Both training and fine-tuning utilized Generalized Dice Focal Loss, defined as:
\begin{equation}
\mathcal{L}_{\text{total}}=\mathcal{L}_{\text{GeneralizedDice}}+\mathcal{L}_{\text{Focal}}
\end{equation}
where $\mathcal{L}_{\text{GeneralizedDice}}$ is Generalized Dice Loss\cite{GeneralizedDice}, and $\mathcal{L}_{\text{Focal}}$ is Focal Loss\cite{FocalLoss}. 
\subsubsection{Evaluation Metrics.} We measure spatial segmentation accuracy using the per-class Dice Score, calculated for each individual image and then averaged. To assess temporal consistency, we modified the approach defined in \cite{temporal-consistency}. Instead of using the original implementation, we employed RAFT~\cite{RAFT} to predict optical flow between consecutive frames. The mask $t-1$ is warped to frame $t$ using the predicted flow, and the mean Intersection over Union (mIoU) is computed between the warped mask and the predicted mask for frame  $t$. This metric is averaged across all frames in each video. For each dataset, temporal consistency is evaluated at fps = 60 (SAR-RARP50) and fps = 25 (CholecSeg8k). 

\subsubsection{Ablation Study}
An ablation study was conducted to isolate the effect of TMAM. Using the same training settings—minimal augmentation with resizing only, batch size 1, and 3 epochs, we fine-tuned the base segmentation models both with and without the TMAM components.

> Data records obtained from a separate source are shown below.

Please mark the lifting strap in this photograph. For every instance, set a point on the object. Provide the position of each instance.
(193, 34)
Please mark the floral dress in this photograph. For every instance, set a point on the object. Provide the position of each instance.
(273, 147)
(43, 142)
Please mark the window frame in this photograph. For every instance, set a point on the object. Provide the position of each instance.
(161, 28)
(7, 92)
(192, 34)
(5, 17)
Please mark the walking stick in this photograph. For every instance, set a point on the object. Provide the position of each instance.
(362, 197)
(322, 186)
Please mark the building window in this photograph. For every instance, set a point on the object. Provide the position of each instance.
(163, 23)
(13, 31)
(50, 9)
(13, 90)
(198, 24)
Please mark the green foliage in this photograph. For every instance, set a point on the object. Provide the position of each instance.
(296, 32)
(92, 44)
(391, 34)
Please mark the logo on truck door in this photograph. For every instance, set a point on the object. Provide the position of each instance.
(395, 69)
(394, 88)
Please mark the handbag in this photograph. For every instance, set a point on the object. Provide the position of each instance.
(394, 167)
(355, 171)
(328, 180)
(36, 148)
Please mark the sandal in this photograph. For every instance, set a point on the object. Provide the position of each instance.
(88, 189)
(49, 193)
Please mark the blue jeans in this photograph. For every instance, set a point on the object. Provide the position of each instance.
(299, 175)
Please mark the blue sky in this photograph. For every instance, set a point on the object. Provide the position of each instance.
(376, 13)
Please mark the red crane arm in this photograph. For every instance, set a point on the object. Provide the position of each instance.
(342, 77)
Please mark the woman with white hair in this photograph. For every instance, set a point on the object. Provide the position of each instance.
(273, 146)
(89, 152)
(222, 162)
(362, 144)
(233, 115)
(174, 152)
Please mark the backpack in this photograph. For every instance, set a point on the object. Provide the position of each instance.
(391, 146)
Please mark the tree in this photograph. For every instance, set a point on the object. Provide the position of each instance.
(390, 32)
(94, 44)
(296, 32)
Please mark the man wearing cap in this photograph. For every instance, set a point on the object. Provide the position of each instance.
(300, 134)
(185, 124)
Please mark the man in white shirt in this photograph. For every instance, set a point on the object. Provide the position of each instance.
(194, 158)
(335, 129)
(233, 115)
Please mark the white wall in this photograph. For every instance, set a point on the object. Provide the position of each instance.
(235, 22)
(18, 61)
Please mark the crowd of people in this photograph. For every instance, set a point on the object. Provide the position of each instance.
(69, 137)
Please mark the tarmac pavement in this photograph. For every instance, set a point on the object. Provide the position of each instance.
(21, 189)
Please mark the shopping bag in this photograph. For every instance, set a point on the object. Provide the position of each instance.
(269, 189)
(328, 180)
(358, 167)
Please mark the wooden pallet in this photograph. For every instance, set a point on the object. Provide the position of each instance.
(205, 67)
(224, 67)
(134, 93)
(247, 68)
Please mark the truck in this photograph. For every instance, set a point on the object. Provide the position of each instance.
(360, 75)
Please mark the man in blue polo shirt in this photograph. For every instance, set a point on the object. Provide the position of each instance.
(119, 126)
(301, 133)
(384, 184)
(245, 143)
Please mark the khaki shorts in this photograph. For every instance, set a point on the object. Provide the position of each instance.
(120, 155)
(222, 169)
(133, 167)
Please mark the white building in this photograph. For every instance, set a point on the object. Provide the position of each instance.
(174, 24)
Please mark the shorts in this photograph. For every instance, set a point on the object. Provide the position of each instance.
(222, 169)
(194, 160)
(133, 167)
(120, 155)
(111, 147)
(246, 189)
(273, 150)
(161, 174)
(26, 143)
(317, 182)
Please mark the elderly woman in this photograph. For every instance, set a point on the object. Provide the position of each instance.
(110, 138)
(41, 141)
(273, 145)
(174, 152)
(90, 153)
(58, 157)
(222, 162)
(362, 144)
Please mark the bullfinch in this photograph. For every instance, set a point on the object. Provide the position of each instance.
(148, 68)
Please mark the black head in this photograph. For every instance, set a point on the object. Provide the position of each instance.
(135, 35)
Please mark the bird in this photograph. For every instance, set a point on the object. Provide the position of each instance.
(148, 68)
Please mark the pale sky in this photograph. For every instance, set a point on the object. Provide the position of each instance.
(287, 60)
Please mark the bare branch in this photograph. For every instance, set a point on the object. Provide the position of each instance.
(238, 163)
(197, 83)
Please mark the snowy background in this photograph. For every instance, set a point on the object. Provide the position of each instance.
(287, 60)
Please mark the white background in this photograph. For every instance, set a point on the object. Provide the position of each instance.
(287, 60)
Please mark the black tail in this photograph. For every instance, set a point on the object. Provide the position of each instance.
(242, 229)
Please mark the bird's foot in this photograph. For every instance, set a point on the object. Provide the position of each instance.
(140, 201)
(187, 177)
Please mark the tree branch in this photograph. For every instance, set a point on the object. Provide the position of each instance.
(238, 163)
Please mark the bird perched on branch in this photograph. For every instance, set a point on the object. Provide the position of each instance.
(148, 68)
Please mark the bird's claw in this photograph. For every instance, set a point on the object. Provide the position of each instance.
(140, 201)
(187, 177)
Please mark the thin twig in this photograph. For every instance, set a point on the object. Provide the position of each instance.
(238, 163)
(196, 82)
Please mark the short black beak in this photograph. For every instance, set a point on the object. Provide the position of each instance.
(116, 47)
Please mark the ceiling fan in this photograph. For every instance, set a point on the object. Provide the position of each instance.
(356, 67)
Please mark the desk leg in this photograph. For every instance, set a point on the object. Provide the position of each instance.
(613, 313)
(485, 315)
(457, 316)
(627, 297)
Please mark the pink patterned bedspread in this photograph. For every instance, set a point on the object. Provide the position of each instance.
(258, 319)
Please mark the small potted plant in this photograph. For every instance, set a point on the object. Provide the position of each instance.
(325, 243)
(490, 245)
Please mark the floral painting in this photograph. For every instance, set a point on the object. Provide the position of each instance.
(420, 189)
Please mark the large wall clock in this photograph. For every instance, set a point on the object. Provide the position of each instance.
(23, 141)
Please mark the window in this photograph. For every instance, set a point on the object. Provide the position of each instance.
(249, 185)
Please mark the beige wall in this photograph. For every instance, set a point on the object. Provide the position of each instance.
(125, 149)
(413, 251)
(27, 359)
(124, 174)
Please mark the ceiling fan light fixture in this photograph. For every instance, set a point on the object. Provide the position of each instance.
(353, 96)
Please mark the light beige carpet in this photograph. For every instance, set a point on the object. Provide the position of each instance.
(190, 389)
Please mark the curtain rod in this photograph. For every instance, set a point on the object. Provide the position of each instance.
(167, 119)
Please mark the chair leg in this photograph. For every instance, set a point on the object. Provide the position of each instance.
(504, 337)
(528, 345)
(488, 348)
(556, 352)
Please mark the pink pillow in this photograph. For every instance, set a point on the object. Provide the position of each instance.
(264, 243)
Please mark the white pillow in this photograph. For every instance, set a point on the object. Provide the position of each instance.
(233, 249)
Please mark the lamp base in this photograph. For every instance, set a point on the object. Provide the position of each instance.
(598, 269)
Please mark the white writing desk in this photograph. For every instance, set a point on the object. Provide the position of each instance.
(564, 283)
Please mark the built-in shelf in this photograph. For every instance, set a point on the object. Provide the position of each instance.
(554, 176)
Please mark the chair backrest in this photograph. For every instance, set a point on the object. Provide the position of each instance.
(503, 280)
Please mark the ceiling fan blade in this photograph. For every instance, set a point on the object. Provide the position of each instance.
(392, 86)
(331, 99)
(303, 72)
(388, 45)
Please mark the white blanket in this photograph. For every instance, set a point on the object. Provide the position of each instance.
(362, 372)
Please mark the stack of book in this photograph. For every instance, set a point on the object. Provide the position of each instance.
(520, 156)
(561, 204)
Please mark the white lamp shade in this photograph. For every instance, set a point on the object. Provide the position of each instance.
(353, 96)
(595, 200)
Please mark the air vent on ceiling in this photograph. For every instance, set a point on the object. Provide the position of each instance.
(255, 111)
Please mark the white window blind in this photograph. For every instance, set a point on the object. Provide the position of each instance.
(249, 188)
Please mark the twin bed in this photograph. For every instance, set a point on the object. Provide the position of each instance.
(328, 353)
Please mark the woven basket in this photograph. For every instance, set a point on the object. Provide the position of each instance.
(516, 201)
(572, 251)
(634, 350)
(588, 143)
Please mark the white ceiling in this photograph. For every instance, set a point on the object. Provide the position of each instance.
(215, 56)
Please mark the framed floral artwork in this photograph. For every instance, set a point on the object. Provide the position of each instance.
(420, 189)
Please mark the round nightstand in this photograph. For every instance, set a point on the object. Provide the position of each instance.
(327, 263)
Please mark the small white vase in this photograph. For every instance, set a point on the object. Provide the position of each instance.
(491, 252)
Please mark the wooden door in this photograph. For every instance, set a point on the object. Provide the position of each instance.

\subsubsection{Implementation Details.}
All experiments were conducted on a system equipped with an NVIDIA Quadro RTX 8000 GPU (48GB VRAM) running Ubuntu 22.04.3 LTS. The CPU is an AMD EPYC 7702P 64-Core Processor. The source Code is available at: https://github.com/JmeesInc/TMAM.

\subsection{Results}

%%% DiceとTC一緒の表 %%%
\begin{table}
  \centering
  \caption{SAR‐RARP50: Average Dice and average Temporal Consistency (TC) at 60 fps. $^*$ means additional training on 3 epochs for ablation study. Proposal method is indicated by (+TMAM).}
  \fontsize{8}{9}\selectfont
  \setlength{\tabcolsep}{8pt}
  \begin{tabular}{lrrr}
    \toprule
    \textbf{Model} & \textbf{Dice} & \textbf{TC@60fps} \\
    \midrule
    DeepLabV3\texttt{+}/ResNet-101                   & 0.913          & 0.662 \\
    DeepLabV3\texttt{+}/ResNet-101$^*$               & 0.907          & 0.657  \\
    DeepLabV3\texttt{+}/ResNet-101(+\textbf{TMAM})   & \textbf{0.922} & \textbf{0.673} \\
    \addlinespace
    U-Net/EfficientNet-B7                    & 0.867          & 0.608 \\
    U-Net/EfficientNet-B7$^*$                & 0.865          & 0.604  \\
    U-Net/EfficientNet-B7(+\textbf{TMAM})    & \textbf{0.877} & \textbf{0.654} \\
    \addlinespace
    U-Net/MaxViT-T                        & 0.872          & 0.583 \\
    U-Net/MaxViT-T$^*$                    & 0.882          & 0.590  \\
    U-Net/MaxViT-T(+\textbf{TMAM})        & \textbf{0.923} & \textbf{0.669} \\
    \bottomrule
  \end{tabular}
  \label{tab:rarp}
\end{table}

\begin{table}
  \centering
  \caption{CholecSeg8k: Average Dice and average Temporal Consistency (TC) at 25 fps. $^*$ means additional training on 3 epochs for ablation study. Proposal method is indicated by (+TMAM).}
  \fontsize{8}{9}\selectfont
  \setlength{\tabcolsep}{8pt}
  \begin{tabular}{lrrr}
    \toprule
    \textbf{Model} & \textbf{Dice} & \textbf{TC@25fps} \\
    \midrule
    DeepLabV3\texttt{+}/ResNet-101                   & 0.844          & 0.645 \\
    DeepLabV3\texttt{+}/ResNet-101$^*$               & 0.842          & 0.645  \\
    DeepLabV3\texttt{+}/ResNet-101(+\textbf{TMAM})   & \textbf{0.873} & \textbf{0.686} \\
    \addlinespace
    U-Net/EfficientNet-B7                    & 0.869          & 0.608 \\
    U-Net/EfficientNet-B7$^*$                & 0.872          & 0.609  \\
    U-Net/EfficientNet-B7(+\textbf{TMAM})    & \textbf{0.877} & \textbf{0.647} \\
    \addlinespace
    U-Net/MaxViT-T                        & 0.867          & 0.574 \\
    U-Net/MaxViT-T$^*$                    & 0.866          & 0.572  \\
    U-Net/MaxViT-T(+\textbf{TMAM})        & \textbf{0.872} & \textbf{0.577} \\
    \bottomrule
  \end{tabular}
  \label{tab:cholec}
\end{table}

Table~\ref{tab:rarp} summarizes the experimental results for the SAR-RARP50 dataset across three base model configurations. In each configuration, incorporating TMAM improves the Dice Score by approximately 1 to 4 percentage points on average compared to the corresponding 2D model. TMAM also consistently enhances temporal consistency, yielding an improvement of around 15 percentage points for the first two models equipped with U-Net. Notably, temporal consistency improvements are observed.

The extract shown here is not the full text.